Makes All Stops

Adventures by C, K, A, and M


We're back! The trip overall was a good experience: at first feeling like a long weekend trip, then a couple days of feeling like a weekend trip gone on too long, and then we settled into the rhythm of travelling and had a great time. I'll be posting photos and a trip journal of sorts in the upcoming days, but for now I've got many things to catch up on first.


Took the train down to Bangkok and spent a day there. We got a little overwhelmed with the heat and traffic and crazyness, so we decided to go to the beach a day or so early. (That's the nice thing about travelling with no fixed schedule -- you can be flexible about that kind of thing. Of course, the downside is that you're constantly planning where to go next, but it's interesting for sure.

We arrived on Ko Samui via airplane. The airport on this little island is such a typical "little tropical island " airport. It's outdoors, and there's palm trees and the signs directing you where to go are carved in wood and it's of course very touristy.

We stayed on Big Buddha beach, named for the large (12m) statue of Buddha in a temple on one side of the beach. (You can see the Big Buddha from everywhere.) Spent some nice time relaxing and swimming in the ocean and met a nice couple from Wales that we shared a drink on the beach with. Then, the island decided to remind us that it was in fact still monsoon season and a massive rainstorm swept us up. We ran with the other couple over to a restaurant 100m down the beach but still arrived soaking wet. Not to worry though, it was a warm rain and we had a great time.

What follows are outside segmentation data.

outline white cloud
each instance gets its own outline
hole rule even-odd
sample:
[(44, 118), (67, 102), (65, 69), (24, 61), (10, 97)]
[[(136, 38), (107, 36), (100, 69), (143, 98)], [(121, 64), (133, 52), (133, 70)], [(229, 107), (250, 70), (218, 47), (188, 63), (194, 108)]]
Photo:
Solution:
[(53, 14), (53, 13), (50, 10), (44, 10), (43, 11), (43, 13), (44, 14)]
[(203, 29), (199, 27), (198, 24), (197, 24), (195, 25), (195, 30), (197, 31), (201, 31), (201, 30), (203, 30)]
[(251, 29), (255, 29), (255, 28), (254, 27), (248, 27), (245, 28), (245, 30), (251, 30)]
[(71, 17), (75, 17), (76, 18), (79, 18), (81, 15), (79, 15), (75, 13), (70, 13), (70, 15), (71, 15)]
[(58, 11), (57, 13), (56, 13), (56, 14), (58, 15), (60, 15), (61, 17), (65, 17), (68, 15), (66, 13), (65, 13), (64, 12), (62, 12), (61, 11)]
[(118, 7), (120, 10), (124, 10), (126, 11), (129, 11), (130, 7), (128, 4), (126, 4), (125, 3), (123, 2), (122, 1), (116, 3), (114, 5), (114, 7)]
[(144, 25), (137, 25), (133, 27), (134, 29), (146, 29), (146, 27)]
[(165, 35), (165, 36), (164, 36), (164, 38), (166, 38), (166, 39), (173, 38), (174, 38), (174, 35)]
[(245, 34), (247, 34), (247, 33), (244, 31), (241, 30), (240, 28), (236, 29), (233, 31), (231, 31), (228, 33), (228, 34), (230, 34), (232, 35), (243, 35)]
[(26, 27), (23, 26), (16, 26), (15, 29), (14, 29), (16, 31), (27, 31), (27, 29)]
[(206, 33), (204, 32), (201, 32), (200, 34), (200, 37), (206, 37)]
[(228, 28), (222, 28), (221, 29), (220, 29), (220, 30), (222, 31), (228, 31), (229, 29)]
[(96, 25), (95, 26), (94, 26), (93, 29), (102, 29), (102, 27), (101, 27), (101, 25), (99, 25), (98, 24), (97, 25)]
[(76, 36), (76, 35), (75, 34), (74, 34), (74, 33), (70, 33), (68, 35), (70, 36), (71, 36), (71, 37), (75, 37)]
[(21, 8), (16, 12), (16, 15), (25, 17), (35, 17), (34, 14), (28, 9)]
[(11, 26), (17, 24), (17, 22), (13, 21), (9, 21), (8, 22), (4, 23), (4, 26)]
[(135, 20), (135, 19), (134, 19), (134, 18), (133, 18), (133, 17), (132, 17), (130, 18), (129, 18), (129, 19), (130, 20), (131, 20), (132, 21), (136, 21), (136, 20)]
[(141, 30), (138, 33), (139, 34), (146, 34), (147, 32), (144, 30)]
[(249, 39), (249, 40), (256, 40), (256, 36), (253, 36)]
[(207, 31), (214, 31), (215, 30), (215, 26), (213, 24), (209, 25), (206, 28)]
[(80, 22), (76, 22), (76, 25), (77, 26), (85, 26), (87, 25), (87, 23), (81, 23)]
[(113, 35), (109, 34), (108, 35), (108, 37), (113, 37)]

The next day, we decided to take the boat up to the next island, Ko Pha-Ngan. This is the site of the famous(?) Full Moon parties where they dance the night(s) away into the next day every full moon. This not being close to the full moon, it's a little quieter here, but it's still a very happenning place. If Chiang Mai was a "foreigner's mecca", Hat Rin beach on Ko Pha-Ngan is a "backpacker's mecca". It's got even more foreigners than Chiang Mai, and this time they're largely college-age to mid-20s. (And judging by the accents you hear, they really come from all over the place.)

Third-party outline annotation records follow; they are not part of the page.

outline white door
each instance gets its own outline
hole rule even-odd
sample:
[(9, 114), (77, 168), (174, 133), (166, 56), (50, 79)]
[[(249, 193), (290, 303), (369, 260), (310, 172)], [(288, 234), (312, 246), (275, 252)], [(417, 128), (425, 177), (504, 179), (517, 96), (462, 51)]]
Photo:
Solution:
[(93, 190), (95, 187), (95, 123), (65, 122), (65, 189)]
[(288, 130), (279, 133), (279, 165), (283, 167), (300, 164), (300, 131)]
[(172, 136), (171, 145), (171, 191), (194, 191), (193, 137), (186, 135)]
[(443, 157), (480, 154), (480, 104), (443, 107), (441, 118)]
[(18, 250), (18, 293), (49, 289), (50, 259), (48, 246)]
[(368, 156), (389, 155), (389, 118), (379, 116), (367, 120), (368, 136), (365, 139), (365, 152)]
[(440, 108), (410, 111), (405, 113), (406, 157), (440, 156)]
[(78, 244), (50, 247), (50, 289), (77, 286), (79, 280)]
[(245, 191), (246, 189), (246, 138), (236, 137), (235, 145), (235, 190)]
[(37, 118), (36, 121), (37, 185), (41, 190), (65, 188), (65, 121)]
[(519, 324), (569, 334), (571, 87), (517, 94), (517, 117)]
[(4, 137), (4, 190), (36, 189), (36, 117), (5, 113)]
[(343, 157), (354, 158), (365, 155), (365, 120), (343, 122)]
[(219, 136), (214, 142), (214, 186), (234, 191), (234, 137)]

So ... some more relaxing on the beach is what we'll be doing the next couple days. We may take a boat trip around the island tomorrow. Then, we'll start the multi-stage journey back to Seattle, first by boat to Ko Samui, then by plane to Bangkok (with some more sight-seeing there), then by another series of planes through Taipei and on to Seattle.

Hope you're all doing well, be back home next weekend.


Spent the past few days riding bicycles around two ancient capitols of Thailand: Sukhothai and Ayuthaya. Sukhothai is a little more remote: the ancient ruins are 12km or so outside of the modern city, and as such is rather peaceful to ride around on a bike. Ayuthaya is a little more chaotic: the ruins are interspersed with the modern city, so you spend half the time dodging large trucks and the other half figuring out which turn to take. Once you get off the bike at each ruin site, though, it's nice and quiet -- you can walk around and take photos and be a tourist without having to know there's a big city just beyond the walls. Of the two, we like Sukhothai better, because it has a more park-like feel, but both offer a great chance to imagine what went on in the ancient cities so many years ago.

From here, we go further south: to Bangkok and a beach if we can find one on short notice ;-) More updates as I get a chance.

Chiang Mai

We've made it as far as Chiang Mai, and are having a great time! The food is hot and the weather is hotter! We're seeing Wat (temple) upon wat. They're really spectacular, serving both a religious and a community purpose. Monks (dressed in bright orange) live on the premises, and people gather for services, plus other things like aerobics, meetings, etc.

Chiang Mai is really a foreigner's paradise -- you can see farang (western-looking gringo-like people) everywhere, and there's always something exciting going on. From here, we head south to a few historical capitols of Thailand, eventually making our way to Bangkok and one or two beaches to relax. More later.

Off to Thailand!

Off to Thailand tomorrow! It's been a busy (but fun) summer, and now I'll get a chance to relax for a while. I've spent this week staying up later than I usually do and sleeping in later than I usually do -- all in a likely-futile effort to get a jump on adjusting to the 10 hours of time difference. So I find myself up close to 2am working on web pages...

...and trying. to. stay. awake.

Alysa and I have never been to Thailand before, so I'm sure we'll want to try to see everything. This will be part "trip" (sightseeing, trekking, running around like a tourist taking pictures of temples, statues, and other random things that are a good deal older than me), and part "vacation" (sitting around reading, enjoying the beach, and in general doing nothing.) Oh, did I mention there will be lots of Thai food? That may prove to be the best part.

You can email me at [redacted], and I'll try to check it a few times from internet cafes when I'm there. Depending on what features said internet cafes have, I may also be able to post "where are we now" updates to this page. Regardless, I'll post a trip story and photos when we get back.

That's all for now, I hope you all have a good two weeks!